Sa tête s'est relevée d'un coup, ses yeux écarquillés de choc. Son regard a croisé le mien, et pendant une seconde fugace, j'ai vu la panique vaciller dans ses prunelles. Les invités se sont agités, murmurant comme une ruche dérangée.
« Qui est-elle, Adrien ? » ai-je exigé, ma voix tremblant d'une fureur que je ne savais pas posséder encore.
Il a fait un pas vers moi, la main tendue. « Alix, je peux t'expliquer... »
« Non ! » l'ai-je coupé, ma voix tranchante. « N'ose même pas. »
Eva, en parfaite comédienne, s'est avancée. Sa main s'est posée sur son ventre, une image d'innocence fragile. « Oh, Alix, ma chérie. S'il te plaît, ne blâme pas Adrien. Tout est de ma faute. Je... je suis tombée enceinte. Je l'ai forcé à m'épouser. » Sa voix était douce, empreinte d'une vulnérabilité étudiée.
Un rire amer m'a échappé. « Enceinte ? » ai-je ricané, mes yeux la parcourant de haut en bas. « Tu crois que je vais gober ça ? »
Elle a alors souri, un geste mielleux qui m'a retourné l'estomac. « Tu sais quoi ? Tu as raison. Je vais juste partir. Tu peux le garder. Tu peux avoir le mariage ! » Elle a commencé à déboutonner sa robe, un geste théâtral conçu pour attirer l'attention, pour cimenter son statut de victime.
Adrien l'a arrêtée, sa main saisissant son bras. Ses yeux ont vacillé vers moi, un mélange complexe de culpabilité et de quelque chose que je ne pouvais pas tout à fait déchiffrer. « Alix », a-t-il dit, la voix basse, « la place de Mme de la Roche est toujours la tienne. Elle l'a toujours été. »
J'ai ri, un son étranglé et larmoyant qui faisait écho au vide dans ma poitrine. Il m'offrait des miettes, un lot de consolation après cinq ans d'enfer. « Non », ai-je murmuré, le mot une promesse dure comme l'acier. « Je n'en ai plus besoin. Plus maintenant. »
Je me suis retournée pour partir. J'en avais assez vu. Assez entendu. Assez fait. Mais Eva n'avait pas terminé. Sa main a jailli, ses ongles s'enfonçant dans mon bras, une piqûre de douleur aiguë. « Alix, s'il te plaît ! » a-t-elle crié, sa voix montant en puissance, attirant plus de regards. « Ne pars pas ! Ne gâche pas tout ! »

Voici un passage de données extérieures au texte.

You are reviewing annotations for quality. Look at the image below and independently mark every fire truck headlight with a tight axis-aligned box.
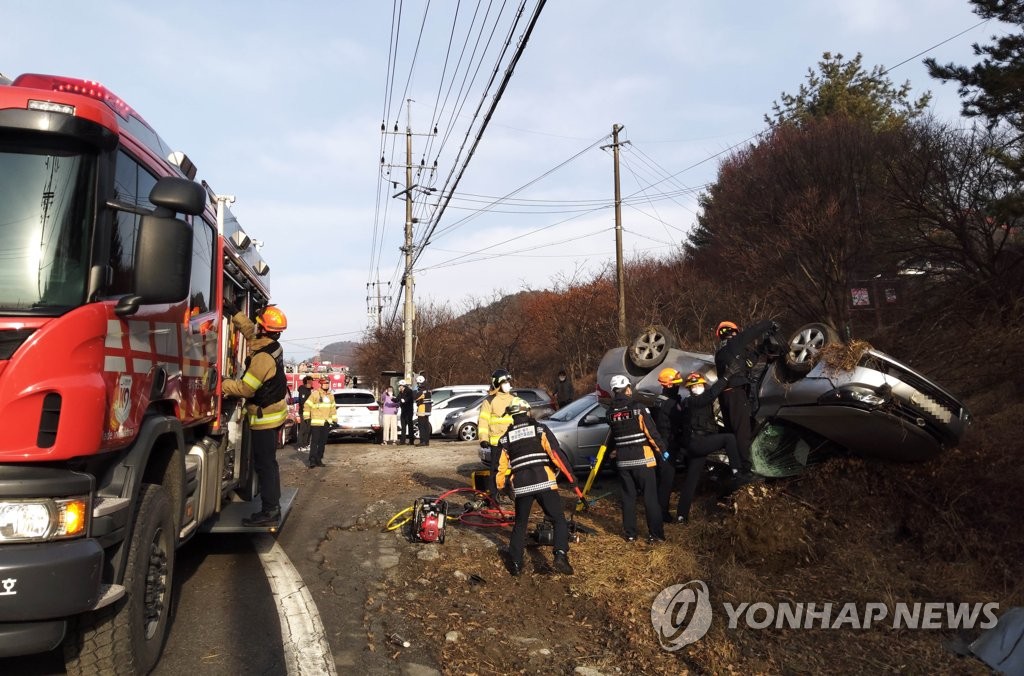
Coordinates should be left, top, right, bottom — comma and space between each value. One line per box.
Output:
0, 498, 89, 542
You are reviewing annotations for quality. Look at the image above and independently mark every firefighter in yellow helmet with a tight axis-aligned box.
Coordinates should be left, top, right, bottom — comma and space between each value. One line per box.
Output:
476, 369, 514, 500
492, 397, 575, 576
650, 367, 683, 523
607, 375, 665, 543
221, 301, 288, 525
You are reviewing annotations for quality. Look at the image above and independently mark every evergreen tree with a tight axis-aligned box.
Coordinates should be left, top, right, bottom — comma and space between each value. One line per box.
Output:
765, 51, 931, 130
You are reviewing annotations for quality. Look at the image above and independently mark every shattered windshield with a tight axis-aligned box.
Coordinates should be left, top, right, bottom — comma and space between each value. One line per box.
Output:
751, 421, 843, 477
0, 137, 95, 314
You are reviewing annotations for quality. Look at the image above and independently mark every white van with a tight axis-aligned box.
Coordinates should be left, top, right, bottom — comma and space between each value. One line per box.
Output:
430, 385, 490, 407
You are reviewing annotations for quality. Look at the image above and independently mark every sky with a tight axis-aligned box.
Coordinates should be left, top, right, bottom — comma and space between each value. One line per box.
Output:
0, 0, 1006, 368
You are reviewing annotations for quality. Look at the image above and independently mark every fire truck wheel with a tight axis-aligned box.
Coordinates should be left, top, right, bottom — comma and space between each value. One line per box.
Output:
65, 483, 174, 675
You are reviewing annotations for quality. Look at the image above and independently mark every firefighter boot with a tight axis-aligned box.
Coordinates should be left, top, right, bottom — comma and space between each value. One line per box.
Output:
242, 507, 281, 525
554, 549, 573, 575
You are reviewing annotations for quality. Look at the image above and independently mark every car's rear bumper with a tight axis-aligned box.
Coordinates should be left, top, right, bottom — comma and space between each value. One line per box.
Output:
327, 425, 381, 439
776, 405, 945, 462
0, 538, 103, 658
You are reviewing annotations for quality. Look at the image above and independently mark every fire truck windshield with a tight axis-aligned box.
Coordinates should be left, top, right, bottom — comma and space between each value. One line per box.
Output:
0, 144, 96, 314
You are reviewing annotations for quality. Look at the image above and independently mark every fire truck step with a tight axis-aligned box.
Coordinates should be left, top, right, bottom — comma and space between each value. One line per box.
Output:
200, 487, 299, 533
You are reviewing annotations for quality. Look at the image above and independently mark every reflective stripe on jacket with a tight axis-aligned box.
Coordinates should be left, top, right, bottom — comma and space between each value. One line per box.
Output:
608, 394, 664, 469
495, 420, 558, 498
221, 312, 288, 429
302, 390, 338, 427
476, 389, 515, 446
416, 389, 433, 416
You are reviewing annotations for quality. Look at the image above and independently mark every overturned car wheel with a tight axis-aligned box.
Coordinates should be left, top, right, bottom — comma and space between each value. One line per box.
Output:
785, 322, 839, 376
627, 326, 676, 369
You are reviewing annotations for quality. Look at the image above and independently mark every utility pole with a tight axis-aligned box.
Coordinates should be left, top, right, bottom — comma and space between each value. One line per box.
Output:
381, 98, 437, 382
601, 124, 629, 345
402, 99, 416, 383
367, 280, 391, 331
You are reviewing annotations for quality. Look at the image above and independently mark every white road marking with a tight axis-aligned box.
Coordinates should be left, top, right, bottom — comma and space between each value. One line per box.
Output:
253, 535, 338, 676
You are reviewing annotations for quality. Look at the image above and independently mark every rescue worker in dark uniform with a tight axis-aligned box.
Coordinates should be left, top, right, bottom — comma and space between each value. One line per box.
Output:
715, 320, 778, 471
607, 376, 665, 543
651, 368, 683, 523
296, 376, 313, 451
398, 380, 416, 446
416, 376, 434, 446
492, 397, 575, 576
221, 304, 288, 525
676, 373, 749, 523
302, 376, 338, 469
555, 369, 575, 409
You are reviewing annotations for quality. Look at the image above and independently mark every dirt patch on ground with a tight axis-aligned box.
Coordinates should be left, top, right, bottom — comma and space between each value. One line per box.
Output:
367, 405, 1024, 674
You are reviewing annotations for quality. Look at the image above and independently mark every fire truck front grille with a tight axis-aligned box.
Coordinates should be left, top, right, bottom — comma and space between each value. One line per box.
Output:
0, 329, 36, 360
36, 392, 60, 449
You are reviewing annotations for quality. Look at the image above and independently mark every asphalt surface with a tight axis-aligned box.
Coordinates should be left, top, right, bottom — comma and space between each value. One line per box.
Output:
0, 439, 478, 676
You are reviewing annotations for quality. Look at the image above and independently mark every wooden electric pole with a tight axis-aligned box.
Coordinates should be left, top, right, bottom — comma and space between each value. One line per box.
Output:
381, 98, 437, 382
402, 101, 416, 383
601, 124, 629, 345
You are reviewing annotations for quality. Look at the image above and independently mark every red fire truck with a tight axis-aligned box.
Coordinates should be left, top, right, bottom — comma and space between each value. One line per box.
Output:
0, 75, 295, 673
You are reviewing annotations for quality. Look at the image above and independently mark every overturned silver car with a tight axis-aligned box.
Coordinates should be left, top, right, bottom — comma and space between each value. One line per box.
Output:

Puis, dans un mouvement si rapide et si bien répété qu'il m'a glacé le sang, elle a simulé un trébuchement. Son corps a tangué, m'entraînant avec elle. Nous avons basculé dans l'océan glacial, le choc de l'eau froide me coupant le souffle. Je me suis débattue, m'étouffant, la panique s'installant rapidement.
À travers l'eau trouble, j'ai vu Adrien. Il plongeait. Mon cœur a bondi. Il venait pour moi. J'ai tendu la main, un mouvement désespéré et instinctif. Mais il est passé devant moi, ses yeux fixés sur Eva, la berçant contre sa poitrine. Il lui a murmuré des mots apaisants, lui caressant les cheveux. Il ne m'a même pas jeté un regard.
Mes poumons brûlaient. Le froid s'infiltrait dans mes os. Ses promesses, ses vœux, notre avenir. Tout n'était qu'un mensonge. C'était un menteur. Et j'étais en train de me noyer. J'ai fermé les yeux, la lutte s'échappant de moi. C'était ça. La fin.
J'étais écœurée, révulsée par l'hypocrisie d'Adrien.